A feeling finds the door of my heart open and hides there. And there I shine of joy. Another one makes a long journey till my feet. And then I dance. A very creative one reaches my fingers. And then I write. I write without stopping. A discreet feeling reaches my eyes and makes me cry.

They invite me to play hide and seek. Slowly walking towards the only path that leads to my world of emotions I'm trying to discover them. I seek and seek. But they hide so well that I don't manage to catch.

Sometimes I can pick up a tear, others a smile, a heartbeat, a dance move. They have the essence of my feelings. It's so simple to recognize and yet so hard to see, to understand, to give them shape.

Other times, they don't feel like playing. They escape my existence and go for a deep sleep in that light blue cloud in the red sky of feeling's magic land.

I walk alone on the magic path, but no matter how hard I yell, I get no responce. And when my feet hurt from walking, I sit on a rock and wish I had the magic wand of a fairy, so that I could wake them up whenever I wanted. To have just that.
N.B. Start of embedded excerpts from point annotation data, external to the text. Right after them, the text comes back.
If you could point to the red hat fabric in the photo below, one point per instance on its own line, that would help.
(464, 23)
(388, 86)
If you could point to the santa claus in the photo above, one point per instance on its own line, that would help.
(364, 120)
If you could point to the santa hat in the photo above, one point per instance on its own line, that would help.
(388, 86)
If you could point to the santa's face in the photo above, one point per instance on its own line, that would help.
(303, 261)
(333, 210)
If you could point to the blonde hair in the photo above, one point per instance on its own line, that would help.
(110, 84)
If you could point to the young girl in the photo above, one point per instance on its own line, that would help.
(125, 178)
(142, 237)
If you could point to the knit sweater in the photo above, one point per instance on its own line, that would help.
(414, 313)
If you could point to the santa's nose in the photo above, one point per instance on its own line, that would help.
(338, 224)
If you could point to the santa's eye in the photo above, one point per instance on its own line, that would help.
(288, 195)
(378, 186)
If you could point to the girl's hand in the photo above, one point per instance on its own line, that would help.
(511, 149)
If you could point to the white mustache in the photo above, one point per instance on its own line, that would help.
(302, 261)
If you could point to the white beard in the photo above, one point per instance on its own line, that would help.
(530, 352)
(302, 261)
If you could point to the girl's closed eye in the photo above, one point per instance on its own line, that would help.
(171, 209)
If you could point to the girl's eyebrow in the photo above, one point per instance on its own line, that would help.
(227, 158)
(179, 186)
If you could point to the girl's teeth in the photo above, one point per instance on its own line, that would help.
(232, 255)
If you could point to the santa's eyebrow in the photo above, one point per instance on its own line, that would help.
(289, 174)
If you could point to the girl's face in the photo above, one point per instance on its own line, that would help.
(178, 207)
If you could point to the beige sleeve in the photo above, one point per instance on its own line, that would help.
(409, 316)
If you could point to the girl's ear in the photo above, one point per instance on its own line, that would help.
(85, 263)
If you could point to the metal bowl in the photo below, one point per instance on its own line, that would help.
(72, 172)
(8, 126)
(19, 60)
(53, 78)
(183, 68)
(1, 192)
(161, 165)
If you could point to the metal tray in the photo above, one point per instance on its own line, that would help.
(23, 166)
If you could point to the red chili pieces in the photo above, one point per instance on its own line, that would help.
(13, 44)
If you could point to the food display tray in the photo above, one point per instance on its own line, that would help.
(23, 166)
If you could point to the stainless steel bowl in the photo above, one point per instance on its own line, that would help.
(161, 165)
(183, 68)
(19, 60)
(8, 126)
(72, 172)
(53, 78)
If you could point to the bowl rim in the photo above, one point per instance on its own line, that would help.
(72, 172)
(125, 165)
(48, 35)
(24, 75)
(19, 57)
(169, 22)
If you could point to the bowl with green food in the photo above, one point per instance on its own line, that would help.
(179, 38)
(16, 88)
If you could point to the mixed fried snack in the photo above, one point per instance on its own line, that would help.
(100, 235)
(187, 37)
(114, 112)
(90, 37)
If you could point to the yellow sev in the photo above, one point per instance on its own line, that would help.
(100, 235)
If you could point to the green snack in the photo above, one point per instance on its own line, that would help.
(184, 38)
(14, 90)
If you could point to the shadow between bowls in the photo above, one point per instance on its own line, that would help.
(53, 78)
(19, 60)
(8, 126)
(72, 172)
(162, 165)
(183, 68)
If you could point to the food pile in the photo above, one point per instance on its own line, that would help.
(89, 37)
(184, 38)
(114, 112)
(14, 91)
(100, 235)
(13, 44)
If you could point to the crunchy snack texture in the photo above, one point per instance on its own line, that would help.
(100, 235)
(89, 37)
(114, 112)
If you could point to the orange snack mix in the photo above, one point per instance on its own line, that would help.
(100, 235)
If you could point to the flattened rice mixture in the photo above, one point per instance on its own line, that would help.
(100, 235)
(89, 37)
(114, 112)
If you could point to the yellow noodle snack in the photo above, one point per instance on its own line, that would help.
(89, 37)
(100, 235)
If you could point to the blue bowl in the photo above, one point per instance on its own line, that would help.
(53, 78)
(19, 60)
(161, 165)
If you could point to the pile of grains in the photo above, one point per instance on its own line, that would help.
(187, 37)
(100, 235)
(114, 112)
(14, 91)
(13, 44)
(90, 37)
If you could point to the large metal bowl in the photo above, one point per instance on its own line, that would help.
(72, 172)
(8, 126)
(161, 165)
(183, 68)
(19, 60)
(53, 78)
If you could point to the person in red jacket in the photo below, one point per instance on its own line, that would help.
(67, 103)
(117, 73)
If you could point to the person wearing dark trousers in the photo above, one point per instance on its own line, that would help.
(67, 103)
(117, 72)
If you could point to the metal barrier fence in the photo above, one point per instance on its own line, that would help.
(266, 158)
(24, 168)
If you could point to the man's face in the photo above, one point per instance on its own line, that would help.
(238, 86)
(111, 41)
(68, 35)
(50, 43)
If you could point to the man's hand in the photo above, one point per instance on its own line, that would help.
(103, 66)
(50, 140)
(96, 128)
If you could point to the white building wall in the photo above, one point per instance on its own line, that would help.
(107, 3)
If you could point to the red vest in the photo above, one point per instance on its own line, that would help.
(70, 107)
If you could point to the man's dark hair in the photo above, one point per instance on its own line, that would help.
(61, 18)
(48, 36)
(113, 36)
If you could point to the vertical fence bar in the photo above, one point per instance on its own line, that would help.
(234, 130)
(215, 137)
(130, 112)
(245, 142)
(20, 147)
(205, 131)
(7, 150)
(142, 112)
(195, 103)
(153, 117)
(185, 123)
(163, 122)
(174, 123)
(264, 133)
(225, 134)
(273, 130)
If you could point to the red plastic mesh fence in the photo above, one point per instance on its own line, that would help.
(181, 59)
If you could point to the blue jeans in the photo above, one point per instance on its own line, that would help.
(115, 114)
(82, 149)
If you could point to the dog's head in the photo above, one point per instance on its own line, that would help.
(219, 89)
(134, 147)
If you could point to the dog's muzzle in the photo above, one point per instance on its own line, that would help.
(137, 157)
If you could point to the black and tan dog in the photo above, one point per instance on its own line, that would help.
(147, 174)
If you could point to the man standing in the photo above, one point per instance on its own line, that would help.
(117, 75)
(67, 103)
To need neither the music, nor the images, not the words, in order to feel all that aliveness.

I tiringly close my eyes and fall into a sweet sleep..there..at the end of the magic path. My dream is magical. Full of colours and music. Laughters, smiles, tears, wishes. Suddenly they all leave and all there's left is darkness. It frightens me in the beginning. I want to wake up. But I'm being patient and keep dreaming..and the reward is big. In a while, a shining light pears through the darkness and my dream is filled with shine, light, colours and a thousand wonderful feelings that make me fly with joy..

I wake up. I smile. I understand. I return home. And I wait! I shall feel again!

xoxo
B.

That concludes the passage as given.